# anybody have the match schedule for the USSDA biobanding event down Norco/Silverlake this Jan 11/12?



## Kante (Jan 10, 2020)

anybody have the match schedule for the USSDA biobanding event down Norco/Silverlake this Jan 11/12?


----------



## Ed Ho (Jan 10, 2020)

Not the complete schedule.  On the boys side, Surf plays real SoCal Saturday and LAFC Sunday.  The games are at 11 am and 2 pm.  The bio 1 teams (generally 07s and 06s) are at 11 each day and bio 2 (06/05) is at 2.

Based on that, for boys LAFC vs Pats Saturday and Real SoCal vs Pats Sunday would be the match ups.

If you plan to come down, shoot me a DM and I’ll say hi at the event to thank you for posting all the great content.


----------



## Kante (Jan 10, 2020)

Ed Ho said:


> Not the complete schedule.  On the boys side, Surf plays real SoCal Saturday and LAFC Sunday.  The games are at 11 am and 2 pm.  The bio 1 teams (generally 07s and 06s) are at 11 each day and bio 2 (06/05) is at 2.
> 
> Based on that, for boys LAFC vs Pats Saturday and Real SoCal vs Pats Sunday would be the match ups.
> 
> If you plan to come down, shoot me a DM and I’ll say hi at the event to thank you for posting all the great content.

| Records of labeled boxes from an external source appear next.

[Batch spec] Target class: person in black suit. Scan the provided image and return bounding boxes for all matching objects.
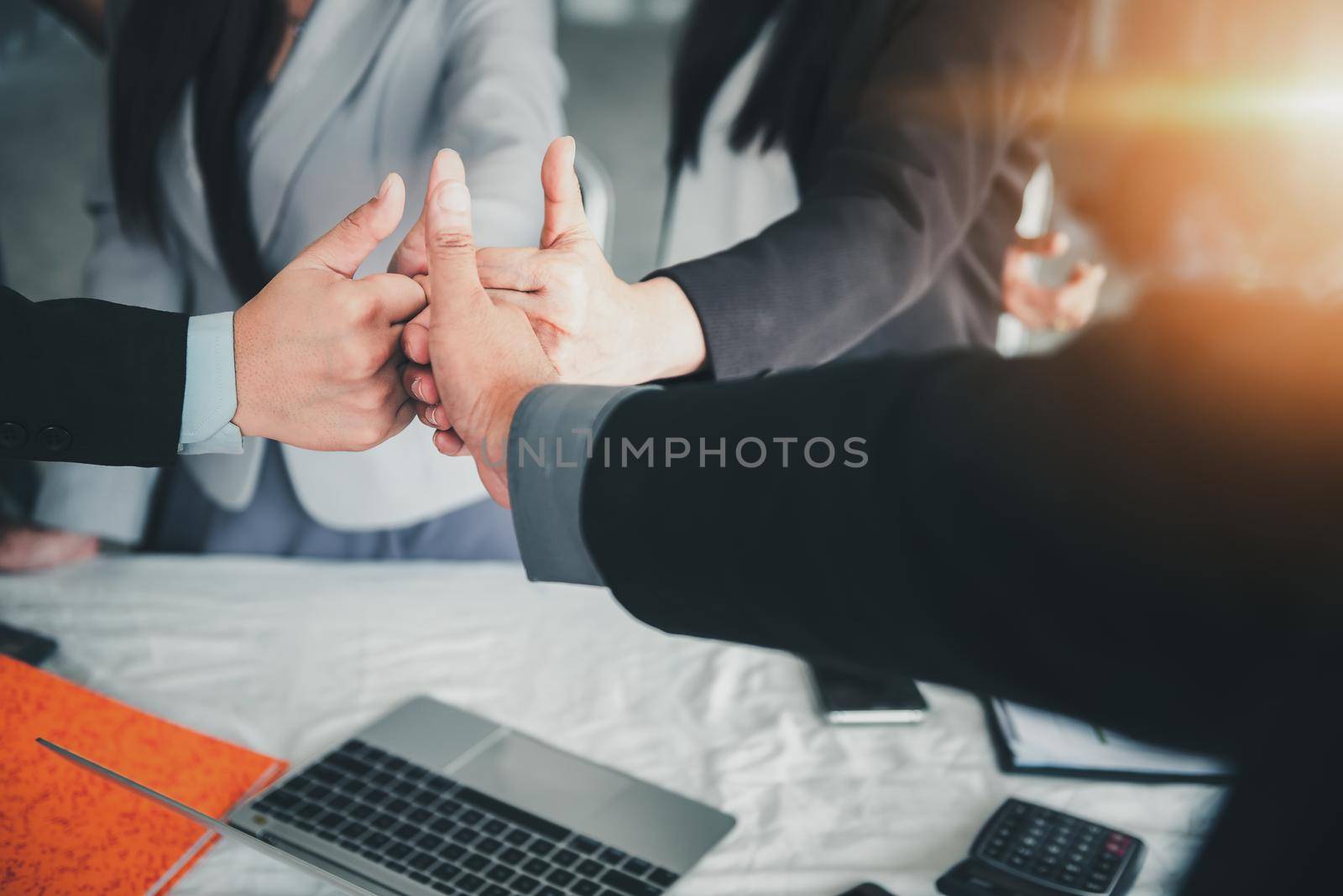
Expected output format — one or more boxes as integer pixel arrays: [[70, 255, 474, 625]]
[[394, 0, 1104, 383], [405, 159, 1343, 896], [0, 175, 425, 466]]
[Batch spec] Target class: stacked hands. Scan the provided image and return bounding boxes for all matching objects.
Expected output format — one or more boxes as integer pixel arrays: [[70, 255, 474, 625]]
[[0, 137, 1105, 570]]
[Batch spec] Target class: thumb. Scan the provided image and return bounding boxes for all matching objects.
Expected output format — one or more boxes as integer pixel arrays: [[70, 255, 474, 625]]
[[387, 148, 467, 276], [300, 172, 405, 278], [541, 137, 591, 249], [425, 153, 490, 326]]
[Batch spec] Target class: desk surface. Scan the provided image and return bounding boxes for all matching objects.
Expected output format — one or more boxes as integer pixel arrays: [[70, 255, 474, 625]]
[[0, 558, 1220, 896]]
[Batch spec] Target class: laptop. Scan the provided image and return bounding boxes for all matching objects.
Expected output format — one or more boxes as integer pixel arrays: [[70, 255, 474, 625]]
[[39, 697, 734, 896]]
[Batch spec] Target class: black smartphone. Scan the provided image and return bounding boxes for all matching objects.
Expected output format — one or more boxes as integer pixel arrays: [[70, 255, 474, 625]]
[[839, 884, 896, 896], [811, 665, 928, 724], [0, 623, 56, 665]]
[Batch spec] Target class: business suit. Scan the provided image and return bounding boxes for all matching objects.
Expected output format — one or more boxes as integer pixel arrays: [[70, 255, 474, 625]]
[[35, 0, 564, 542], [653, 0, 1081, 379], [0, 287, 186, 466], [509, 291, 1343, 896]]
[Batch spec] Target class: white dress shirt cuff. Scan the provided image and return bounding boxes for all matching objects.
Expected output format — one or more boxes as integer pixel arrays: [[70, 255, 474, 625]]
[[177, 311, 243, 455]]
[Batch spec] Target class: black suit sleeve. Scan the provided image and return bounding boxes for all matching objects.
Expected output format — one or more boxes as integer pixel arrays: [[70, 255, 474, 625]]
[[654, 0, 1079, 379], [582, 288, 1343, 751], [0, 289, 188, 466]]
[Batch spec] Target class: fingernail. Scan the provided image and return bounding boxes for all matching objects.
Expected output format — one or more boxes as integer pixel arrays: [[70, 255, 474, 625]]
[[438, 181, 472, 212]]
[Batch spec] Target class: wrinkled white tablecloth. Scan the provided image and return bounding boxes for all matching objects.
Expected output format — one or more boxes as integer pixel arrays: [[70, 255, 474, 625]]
[[0, 558, 1220, 896]]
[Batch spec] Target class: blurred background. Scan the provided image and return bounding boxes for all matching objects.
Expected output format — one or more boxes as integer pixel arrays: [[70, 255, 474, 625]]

thanks for this! Will ping you if we head down.


----------



## focomoso (Jan 13, 2020)

Talked to a couple of Pats parents / kids who were there on Saturday and they thought it was pretty ridiculous given that LAFC's "small" teams were even more over-sized relative to the Pats small teams because of just how huge the LAFC kids are to begin with.


----------